Here’s an example:  I first visited Chicago in 1984, on a snowy semester break from my undergrad program in Iowa.  My punked-out self was gob-smacked by the soaring curves of the Picasso sculpture in Daley Plaza, and then Chicago blew what was left of my mind when I was allowed to peek into my friend’s older sister’s apartment – in one of the distinctive corncob Marina City buildings.  Now, every time I catch sight of those honeycombed Chicago towers, I can summon my adolescent awe of that grown-up apartment, carelessly filled with silk blouses and lawyer’s suits, and whimsically shaped like a slice of pie.  My first raw love of the city is layered, now, with thirty years of revisiting, so that when I walk the lakeshore or enter a museum, I feel my toddlers’ damp hands in my own (though our daughters are now young adults), and recall snippets of past conversations hovering as if in thought balloons over my head, about potty-training, funerals, recipes, and early career anxiety. Years of reading about Chicago’s 1893 World’s Fair brings another layer of past to the present, and now I see what’s left of that record-breaking “White City” architecture through the lens of that history, too -- my view of the Museum of Science and Industry filtered as if through a stereopticon, past and present superimposed. (This summer and fall, there’s an interactive tour on the 1893 World’s Fair – check out the Science and Industry museum’s website.)


A few weeks ago, I had the chance to revisit New York City, a place that anchored my graduate-school years in the early 90s.  I had a bit of that stereopticon experience while wandering those familiar sidewalks, lingering by the ornate Frick museum, with its dark Rembrandt self-portraits, each one looking so much like my spouse’s Uncle Al that I could still hear our surprised laughter from our last visit twenty years ago, when flickers of low-grade labor pains had just started to signal our firstborn’s dramatic arrival on the full moon the following night.


The conference I was attending in New York was for professors who teach with a method called “Reacting to the Past,” which steeps students in controversy-rich historical moments and gives them a chance to role-play cultural debates. Playing games is part of the conference, and I signed up for one set in 1913 Greenwich Village (I was the Lefty editor, Max Eastman).  As when I teach these primary materials, I felt the past pressing hard on the present in those debates about women’s self-determination, access to reproductive health care, the power of the ballot, and the hopes for labor-organizing.  During a free afternoon, a group of us game-players took the subway down to Greenwich Village to stand in the spaces where these debates had unfolded. We gathered in silence at the plaqued corner that marked the horrific Triangle Shirtwaist fire, where 146 workers – mostly women – died in 1911, galvanizing the labor movement.

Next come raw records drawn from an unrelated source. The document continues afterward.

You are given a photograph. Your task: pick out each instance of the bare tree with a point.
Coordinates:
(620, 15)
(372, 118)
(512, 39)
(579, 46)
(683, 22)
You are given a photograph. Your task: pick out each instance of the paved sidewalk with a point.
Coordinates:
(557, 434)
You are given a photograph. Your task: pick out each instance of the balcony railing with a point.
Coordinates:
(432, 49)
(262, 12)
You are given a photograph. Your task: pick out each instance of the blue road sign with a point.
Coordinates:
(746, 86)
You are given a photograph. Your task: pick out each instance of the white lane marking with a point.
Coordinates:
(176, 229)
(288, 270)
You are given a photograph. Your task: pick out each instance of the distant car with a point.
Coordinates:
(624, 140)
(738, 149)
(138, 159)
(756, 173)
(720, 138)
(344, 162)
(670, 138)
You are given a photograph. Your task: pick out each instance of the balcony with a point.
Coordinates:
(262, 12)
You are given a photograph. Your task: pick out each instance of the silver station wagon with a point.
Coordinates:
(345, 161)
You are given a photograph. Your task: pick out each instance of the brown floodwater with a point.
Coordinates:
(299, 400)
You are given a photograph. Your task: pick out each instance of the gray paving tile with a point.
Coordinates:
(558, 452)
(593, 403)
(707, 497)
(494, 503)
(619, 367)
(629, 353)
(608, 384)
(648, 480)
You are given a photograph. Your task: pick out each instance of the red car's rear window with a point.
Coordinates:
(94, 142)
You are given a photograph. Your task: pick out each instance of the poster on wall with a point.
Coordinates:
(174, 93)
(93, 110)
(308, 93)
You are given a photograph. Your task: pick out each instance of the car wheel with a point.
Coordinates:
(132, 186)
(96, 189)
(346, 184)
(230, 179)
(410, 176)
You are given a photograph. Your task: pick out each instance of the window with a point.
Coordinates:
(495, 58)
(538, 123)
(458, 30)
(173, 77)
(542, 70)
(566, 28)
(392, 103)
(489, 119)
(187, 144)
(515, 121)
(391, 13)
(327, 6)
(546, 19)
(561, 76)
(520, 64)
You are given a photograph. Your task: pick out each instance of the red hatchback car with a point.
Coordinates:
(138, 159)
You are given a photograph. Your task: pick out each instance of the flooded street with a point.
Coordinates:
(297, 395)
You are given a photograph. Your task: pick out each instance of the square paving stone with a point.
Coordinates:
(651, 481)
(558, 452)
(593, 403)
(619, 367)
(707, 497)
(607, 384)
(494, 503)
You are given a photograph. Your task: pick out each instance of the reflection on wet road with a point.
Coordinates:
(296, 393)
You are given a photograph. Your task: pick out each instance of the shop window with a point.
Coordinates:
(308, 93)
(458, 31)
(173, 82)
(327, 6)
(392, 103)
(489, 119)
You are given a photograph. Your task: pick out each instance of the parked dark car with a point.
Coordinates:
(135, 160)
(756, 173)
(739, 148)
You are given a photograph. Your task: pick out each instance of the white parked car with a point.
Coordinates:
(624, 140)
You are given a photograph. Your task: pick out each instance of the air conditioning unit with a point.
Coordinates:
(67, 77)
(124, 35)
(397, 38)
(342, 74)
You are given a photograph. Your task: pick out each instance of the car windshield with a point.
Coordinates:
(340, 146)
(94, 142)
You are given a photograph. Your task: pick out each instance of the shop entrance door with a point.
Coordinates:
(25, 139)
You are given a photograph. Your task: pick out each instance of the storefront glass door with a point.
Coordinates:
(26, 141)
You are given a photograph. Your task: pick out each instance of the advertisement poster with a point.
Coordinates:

Maps in hand, we found the MacDougal Street site of Polly’s Restaurant, its cozily dark brick interior the place where conversation sparked between Emma Goldman, John Reed, and bohemian artists and social reformers in those optimistic years before the first World War. The silence was crowded – my hushed voice just one note in a rich historical chorus.


As my family plans our own summer travel, I keep thinking of the Spirograph set lots of us used as kids, driving our multicolored ballpoint pens into interlocking plastic wheels to create elaborate patterns based on circling and returning.   The patterns we make in space and time are more complex with every return; we are the same and different, ever more ourselves, woven into an historical design whose authorship is only partly our own.